Mutual fund performance, it appears, is linked with self-confidence. A new study by researchers at the London Business School and the Georgia Institute of Technology confirmed the growing wisdom in the fund industry concerning fund managers and their investments: that managers who invest in their own funds deliver better fund performance, on average, than those managers who do not. So reports the
Wall Street Journal.
The study used a sample of 1,300 mutual funds in the United States, and found that funds whose managers invested in them at the end of 2004 returned an average of 8.7 percent in 2005, compared to an average of only 6.2 percent for funds whose managers did not self-invest, so to speak. The researchers even found that fund performance increased three basis points for every increase of one basis point in ownership by management.
The
Journal also notes that some fund companies have already recognized this correlation, and have begun acting accordingly.
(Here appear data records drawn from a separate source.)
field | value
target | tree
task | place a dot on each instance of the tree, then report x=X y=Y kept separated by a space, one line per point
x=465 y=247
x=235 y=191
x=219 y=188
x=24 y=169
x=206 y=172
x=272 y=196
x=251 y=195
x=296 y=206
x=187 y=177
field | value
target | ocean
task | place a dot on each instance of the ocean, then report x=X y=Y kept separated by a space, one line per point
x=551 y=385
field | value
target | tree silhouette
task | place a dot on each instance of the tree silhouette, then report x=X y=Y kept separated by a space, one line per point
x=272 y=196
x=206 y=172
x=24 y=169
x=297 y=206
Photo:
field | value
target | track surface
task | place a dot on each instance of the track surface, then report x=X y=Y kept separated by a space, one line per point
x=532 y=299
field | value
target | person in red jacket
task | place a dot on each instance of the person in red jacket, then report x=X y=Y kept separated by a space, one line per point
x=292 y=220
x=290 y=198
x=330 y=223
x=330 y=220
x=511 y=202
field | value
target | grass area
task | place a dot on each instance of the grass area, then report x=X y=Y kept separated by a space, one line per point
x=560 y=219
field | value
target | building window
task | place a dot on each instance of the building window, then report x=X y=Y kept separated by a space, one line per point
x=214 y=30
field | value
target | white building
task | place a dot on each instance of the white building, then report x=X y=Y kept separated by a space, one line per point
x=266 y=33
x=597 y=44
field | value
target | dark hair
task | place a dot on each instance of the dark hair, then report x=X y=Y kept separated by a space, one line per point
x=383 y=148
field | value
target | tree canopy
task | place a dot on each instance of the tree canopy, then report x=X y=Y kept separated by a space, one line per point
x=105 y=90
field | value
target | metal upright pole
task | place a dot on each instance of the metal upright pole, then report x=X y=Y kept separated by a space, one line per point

Janus Capital Group Inc. and
Franklin Templeton Investments both put percentages of their fund managers' bonuses into shares of their own funds, and
Putnam Investments tries to make its managers' ownership information easily accessible to investors, while
Royce & Associates requires senior portfolio managers to invest at least $1 million in each and every fund they run. According to fund tracker
Morningstar Inc., Janus , Royce & Associates,
Artisan Partners and
American Funds rank at the top of fund families, in terms of average manager investment.